Topographic features are important for identifying the piriformis muscle. Inserted proximally on the ventral side of the sacrum, the fibers travel into the gluteal area and pass into the large sciatic notch to fit into the posterior part of the greater trochanter. Thus, for clinical identification, the patient is placed in the lateral decubitus position on the side contralateral to pain. The knee is placed with the painful side down and flat on the table, with the foot hooked behind the contralateral leg. We then draw a triangle whose base comprises the line joining the posterior superior iliac spine (PSIS) and the top of the inter-gluteal fold. The apex of this triangle is represented by the posterior edge of the greater trochanter. The piriformis muscle is projected on the line joining the middle of the PSIS segment–the top of the inter-gluteal fold to the greater trochanter. We usually inject botulinum toxin into a proximal site and a distal site. Electromyography is used to detect “spontaneous” electrical activity of this muscle and activity, by asking the patient to perform an active lateral rotation (lifting the knee off the exam table) . In recent years, we have coupled this electrical identification with ultrasound guidance, to associate additional morphological data with functional identification. The combination of these two technologies is inexpensive, does not involve radiation and is easy to implement.

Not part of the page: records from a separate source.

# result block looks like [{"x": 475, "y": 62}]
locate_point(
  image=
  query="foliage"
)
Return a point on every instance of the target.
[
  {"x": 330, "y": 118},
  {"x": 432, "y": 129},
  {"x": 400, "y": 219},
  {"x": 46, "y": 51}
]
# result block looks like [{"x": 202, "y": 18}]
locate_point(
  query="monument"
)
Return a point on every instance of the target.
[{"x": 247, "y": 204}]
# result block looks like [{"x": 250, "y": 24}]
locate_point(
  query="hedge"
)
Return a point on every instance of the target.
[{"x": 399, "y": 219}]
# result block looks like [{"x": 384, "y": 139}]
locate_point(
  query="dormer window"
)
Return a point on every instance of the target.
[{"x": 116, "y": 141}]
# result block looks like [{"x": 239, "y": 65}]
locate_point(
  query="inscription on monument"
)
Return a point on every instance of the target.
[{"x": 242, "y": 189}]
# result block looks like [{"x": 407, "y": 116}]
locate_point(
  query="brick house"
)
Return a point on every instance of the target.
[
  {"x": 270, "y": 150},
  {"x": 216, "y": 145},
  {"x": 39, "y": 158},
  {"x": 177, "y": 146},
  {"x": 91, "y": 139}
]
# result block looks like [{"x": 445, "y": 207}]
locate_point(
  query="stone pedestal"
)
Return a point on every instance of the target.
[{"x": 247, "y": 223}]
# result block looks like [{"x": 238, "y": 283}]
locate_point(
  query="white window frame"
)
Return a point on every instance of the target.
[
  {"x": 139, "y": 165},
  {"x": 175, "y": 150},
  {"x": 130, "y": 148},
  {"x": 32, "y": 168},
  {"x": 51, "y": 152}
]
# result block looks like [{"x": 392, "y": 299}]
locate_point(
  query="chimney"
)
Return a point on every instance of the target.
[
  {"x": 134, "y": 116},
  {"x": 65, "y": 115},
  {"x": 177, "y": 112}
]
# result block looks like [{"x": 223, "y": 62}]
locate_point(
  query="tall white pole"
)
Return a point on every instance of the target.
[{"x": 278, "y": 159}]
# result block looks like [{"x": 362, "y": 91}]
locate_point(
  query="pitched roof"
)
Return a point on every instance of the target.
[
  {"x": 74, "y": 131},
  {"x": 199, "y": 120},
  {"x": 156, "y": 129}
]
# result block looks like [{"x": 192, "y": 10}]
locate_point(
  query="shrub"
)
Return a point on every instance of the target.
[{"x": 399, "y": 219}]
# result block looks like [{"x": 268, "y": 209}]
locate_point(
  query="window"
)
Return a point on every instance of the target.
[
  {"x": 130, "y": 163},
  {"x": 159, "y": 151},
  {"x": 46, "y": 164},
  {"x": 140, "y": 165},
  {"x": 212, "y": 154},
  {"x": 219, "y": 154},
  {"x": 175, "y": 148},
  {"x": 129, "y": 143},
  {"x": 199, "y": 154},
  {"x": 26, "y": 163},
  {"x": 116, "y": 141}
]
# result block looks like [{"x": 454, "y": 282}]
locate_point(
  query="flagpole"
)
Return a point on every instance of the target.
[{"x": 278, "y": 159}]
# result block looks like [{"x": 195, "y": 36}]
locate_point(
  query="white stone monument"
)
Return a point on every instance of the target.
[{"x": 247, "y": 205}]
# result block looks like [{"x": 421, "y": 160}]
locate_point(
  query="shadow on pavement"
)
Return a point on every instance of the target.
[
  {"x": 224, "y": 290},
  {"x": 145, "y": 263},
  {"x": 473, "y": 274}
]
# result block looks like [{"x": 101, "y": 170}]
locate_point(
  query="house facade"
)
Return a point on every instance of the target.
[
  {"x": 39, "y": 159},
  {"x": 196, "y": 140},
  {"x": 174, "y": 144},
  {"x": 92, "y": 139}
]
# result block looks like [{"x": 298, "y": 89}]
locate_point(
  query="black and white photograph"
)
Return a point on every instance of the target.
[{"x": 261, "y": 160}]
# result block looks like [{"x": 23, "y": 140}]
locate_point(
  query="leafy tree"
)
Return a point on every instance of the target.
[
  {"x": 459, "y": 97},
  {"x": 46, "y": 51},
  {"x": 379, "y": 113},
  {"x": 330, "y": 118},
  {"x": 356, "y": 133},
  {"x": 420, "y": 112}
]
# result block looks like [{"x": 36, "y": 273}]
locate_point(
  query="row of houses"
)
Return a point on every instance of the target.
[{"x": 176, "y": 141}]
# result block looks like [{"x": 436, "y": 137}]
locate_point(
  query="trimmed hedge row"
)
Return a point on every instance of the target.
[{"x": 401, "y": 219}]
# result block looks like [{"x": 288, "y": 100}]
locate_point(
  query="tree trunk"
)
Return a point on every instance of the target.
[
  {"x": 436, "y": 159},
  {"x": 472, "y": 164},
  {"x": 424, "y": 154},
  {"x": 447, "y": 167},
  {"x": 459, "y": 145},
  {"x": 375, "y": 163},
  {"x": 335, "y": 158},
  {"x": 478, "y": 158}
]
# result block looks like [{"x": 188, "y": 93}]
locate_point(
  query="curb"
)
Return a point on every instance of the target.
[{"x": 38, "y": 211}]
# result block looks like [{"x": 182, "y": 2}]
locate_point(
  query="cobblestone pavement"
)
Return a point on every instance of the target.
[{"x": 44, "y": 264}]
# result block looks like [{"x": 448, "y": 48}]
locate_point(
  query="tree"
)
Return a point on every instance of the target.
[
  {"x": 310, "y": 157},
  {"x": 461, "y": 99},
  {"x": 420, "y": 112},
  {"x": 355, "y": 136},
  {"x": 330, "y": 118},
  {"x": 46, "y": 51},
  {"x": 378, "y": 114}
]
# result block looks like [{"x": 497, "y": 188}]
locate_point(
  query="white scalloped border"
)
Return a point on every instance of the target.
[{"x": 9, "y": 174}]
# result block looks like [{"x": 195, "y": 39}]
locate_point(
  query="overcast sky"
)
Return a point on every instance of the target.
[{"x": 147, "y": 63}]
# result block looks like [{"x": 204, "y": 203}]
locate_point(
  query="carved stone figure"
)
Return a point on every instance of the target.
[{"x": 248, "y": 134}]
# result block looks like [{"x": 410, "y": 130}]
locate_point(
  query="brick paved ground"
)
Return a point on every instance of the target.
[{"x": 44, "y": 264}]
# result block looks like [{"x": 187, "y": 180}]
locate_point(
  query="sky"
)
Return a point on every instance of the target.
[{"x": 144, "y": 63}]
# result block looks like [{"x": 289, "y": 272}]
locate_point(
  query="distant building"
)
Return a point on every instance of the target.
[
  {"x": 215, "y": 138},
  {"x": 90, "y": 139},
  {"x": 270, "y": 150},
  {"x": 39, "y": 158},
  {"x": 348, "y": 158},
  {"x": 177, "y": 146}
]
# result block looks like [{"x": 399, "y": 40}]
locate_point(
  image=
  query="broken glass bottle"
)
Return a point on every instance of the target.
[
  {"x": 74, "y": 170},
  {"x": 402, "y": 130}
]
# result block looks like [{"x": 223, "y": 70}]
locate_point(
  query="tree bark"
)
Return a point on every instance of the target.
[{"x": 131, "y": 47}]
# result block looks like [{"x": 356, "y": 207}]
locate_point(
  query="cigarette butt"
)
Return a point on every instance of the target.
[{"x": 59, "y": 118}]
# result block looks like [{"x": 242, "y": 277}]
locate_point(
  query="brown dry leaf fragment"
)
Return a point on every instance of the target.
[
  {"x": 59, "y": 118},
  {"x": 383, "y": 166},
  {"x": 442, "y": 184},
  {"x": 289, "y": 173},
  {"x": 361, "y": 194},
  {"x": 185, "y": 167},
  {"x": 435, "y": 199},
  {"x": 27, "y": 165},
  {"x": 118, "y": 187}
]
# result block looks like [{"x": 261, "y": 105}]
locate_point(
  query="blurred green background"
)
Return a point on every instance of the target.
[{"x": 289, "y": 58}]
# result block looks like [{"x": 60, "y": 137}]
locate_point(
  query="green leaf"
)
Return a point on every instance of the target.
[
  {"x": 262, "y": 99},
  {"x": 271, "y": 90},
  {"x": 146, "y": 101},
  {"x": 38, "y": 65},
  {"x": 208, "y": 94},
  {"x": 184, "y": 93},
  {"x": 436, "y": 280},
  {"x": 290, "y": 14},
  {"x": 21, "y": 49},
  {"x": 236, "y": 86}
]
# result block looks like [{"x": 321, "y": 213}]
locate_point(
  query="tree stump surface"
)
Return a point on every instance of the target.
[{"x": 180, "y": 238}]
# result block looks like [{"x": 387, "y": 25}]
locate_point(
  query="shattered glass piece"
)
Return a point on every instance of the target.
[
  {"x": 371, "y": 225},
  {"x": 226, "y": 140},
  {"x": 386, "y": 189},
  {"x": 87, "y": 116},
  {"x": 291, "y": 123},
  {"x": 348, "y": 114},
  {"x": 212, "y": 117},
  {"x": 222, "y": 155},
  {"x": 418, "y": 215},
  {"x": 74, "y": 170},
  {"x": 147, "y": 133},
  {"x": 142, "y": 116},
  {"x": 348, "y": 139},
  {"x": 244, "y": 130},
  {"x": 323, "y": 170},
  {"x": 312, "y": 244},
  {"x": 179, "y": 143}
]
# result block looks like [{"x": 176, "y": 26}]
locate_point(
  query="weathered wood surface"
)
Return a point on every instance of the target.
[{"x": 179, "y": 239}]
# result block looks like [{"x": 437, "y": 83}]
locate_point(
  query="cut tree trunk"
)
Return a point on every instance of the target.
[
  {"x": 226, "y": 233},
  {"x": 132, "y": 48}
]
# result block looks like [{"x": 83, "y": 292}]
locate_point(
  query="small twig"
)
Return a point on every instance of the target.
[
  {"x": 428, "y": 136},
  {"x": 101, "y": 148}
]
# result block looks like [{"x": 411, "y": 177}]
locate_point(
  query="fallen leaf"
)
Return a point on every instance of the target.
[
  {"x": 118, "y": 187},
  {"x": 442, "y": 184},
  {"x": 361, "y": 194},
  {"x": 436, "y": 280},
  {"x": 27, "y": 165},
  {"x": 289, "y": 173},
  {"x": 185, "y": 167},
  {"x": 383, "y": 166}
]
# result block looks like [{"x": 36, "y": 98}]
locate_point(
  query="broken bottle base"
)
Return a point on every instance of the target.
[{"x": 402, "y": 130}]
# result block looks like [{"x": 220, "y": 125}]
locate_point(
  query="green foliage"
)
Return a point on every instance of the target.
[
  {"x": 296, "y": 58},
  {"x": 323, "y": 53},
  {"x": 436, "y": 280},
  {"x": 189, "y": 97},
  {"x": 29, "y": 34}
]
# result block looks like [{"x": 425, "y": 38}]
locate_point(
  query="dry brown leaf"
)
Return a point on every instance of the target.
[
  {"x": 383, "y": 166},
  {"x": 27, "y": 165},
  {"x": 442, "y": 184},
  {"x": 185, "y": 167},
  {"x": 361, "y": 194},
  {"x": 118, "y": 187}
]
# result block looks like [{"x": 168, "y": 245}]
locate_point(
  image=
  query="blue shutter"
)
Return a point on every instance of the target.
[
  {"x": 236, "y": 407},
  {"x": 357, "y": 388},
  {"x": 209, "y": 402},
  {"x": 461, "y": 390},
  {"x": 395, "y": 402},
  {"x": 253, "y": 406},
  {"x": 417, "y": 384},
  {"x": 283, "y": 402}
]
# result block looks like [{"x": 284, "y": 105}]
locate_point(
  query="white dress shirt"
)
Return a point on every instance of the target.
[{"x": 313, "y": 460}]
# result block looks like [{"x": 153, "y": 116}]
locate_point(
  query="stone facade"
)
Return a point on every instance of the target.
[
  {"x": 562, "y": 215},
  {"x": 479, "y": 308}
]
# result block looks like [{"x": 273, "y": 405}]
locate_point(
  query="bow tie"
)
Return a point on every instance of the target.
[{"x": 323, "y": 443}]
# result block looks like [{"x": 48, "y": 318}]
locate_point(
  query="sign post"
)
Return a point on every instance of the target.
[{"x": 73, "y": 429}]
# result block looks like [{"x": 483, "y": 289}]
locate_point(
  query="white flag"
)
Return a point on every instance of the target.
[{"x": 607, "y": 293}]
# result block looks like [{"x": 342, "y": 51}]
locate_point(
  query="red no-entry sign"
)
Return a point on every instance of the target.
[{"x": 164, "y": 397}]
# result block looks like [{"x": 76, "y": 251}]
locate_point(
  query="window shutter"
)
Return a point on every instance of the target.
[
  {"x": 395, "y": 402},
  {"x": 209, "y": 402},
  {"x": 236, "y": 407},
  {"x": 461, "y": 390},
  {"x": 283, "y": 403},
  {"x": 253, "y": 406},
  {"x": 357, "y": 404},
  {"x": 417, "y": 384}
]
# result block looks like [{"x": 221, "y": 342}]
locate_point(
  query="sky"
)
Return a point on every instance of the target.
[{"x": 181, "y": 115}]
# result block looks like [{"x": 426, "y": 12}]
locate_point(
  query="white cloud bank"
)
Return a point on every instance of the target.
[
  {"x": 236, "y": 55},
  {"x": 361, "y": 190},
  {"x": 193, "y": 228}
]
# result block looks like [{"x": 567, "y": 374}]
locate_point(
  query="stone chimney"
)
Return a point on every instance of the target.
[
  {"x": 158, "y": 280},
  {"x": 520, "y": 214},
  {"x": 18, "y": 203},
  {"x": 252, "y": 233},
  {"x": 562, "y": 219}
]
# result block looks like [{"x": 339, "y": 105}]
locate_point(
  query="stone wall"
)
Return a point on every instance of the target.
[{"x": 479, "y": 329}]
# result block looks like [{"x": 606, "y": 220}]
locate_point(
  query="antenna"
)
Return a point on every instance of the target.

In addition to the anatomical variants advanced by some authors to discuss the indication for surgery , most authors retain the abnormal contracture of the piriformis muscle, although sometimes without finding any specific risk factor. Thus, botulinum toxin (shown to decrease muscle hyperactivity) seems to be the ideal product to decrease this state of contracture . The main objective is to influence the compression of the sciatic nerve by muscle relaxation. In addition, the effect of the toxin indirectly generates partial and secondary atrophy of the piriformis muscle, especially if injections are repeated. We have demonstrated this process in further work .

The toxin has satisfactory muscle-relaxant action on the piriformis muscle. Changing the volume of the piriformis muscle and indirectly optimizing the ratio of content to container at the infra-piriformis foramen remains an attractive therapeutic option. All patients were monitored and evaluated in terms of muscle strength on the gluteal lateral rotator muscles, and no deficit was observed.

The first 10 patients we recruited received a cortisone injection. The benefit was not consistent and never observed beyond day 10. Therefore, we proposed to use botulinum toxin for management. The superiority of botulinum toxin was confirmed in various publications . Although the effect was sometimes equivalent, a significant superiority of corticosteroids associated with an anesthetic over botulinum toxin has never been reported.